The U.S. debt situation is different from other debtors in the past (and present) because the U.S. debt security is still the flight-to-safety security. Wait until banks, pension funds, and insurance companies see that the global depression is resuming. Even if China (which is only a bills buyer anymore, anyway) leaves the market for Treasuries, these other entities will be buying hand over fist. They'll see Treasuries as a great way to lock in real yield.
Even hedge funds will be buying Treasuries, because they are crowded short and will have to cover. Most funds are leaning the wrong way, short Treasuries and long gold, Apple (AAPL), and worthless bank stocks.
This will be the opportunity for the Treasury to roll that $1.8T in bills into longer term notes.
Eventually we'll reach a day, like in fall 2008, where the financial system is only a day away from collapse. If they've played their cards right, there will no longer be $1.8T in outstanding bills - maybe it will have been refinanced with 10-year bonds at 2% yields!
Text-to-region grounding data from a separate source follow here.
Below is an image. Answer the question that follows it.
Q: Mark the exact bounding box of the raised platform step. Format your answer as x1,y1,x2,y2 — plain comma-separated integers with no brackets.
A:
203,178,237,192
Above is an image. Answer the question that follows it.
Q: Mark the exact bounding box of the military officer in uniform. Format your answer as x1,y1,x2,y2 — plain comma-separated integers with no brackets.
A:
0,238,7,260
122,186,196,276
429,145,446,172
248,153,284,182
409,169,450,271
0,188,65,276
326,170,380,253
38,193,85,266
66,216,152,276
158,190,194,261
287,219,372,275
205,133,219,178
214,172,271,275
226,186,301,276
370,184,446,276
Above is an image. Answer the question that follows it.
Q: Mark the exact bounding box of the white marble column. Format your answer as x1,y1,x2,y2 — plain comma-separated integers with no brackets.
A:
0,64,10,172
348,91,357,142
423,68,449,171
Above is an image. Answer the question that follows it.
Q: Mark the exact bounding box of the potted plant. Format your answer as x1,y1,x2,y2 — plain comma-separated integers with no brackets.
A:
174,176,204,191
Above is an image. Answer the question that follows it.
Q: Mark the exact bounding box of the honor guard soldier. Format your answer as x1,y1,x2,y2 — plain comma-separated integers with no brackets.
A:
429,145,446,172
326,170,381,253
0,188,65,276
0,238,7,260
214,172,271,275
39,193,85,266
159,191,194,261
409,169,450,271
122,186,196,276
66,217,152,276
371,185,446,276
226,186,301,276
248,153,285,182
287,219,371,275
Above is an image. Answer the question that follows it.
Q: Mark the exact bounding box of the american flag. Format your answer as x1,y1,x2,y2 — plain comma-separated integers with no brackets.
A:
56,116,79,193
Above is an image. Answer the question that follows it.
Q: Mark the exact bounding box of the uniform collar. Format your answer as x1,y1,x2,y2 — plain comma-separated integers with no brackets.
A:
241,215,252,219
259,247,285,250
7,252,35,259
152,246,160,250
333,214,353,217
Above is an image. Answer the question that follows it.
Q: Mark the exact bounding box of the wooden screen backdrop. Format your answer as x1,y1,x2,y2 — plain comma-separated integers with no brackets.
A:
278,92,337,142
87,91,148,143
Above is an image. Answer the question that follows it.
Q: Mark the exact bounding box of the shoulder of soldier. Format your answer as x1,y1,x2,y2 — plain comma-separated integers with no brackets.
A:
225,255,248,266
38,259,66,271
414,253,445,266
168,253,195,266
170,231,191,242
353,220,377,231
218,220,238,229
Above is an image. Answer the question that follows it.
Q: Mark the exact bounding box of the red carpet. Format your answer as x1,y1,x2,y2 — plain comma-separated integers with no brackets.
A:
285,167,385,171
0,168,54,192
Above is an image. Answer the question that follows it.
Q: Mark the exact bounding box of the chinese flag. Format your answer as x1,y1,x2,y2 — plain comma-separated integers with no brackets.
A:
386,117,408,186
At that point, the Fed can start the inflation machine. They won't have to worry about roll risk, just the optimal pace at which to devalue the currency and fleece the funds and institutions that stampeded into Treasuries at the all-time peak.
To reduce the real value of a 10 year Treasury by 75% before maturity, you need to inflate by 13% per year (check: 0.87^10=0.25).
So, I will be monitoring the monthly schedules of federal debt published by the Treasury. When I see that they have made sufficient progress refinancing, I will go all in on inflation. Until then, I am strongly deflationary.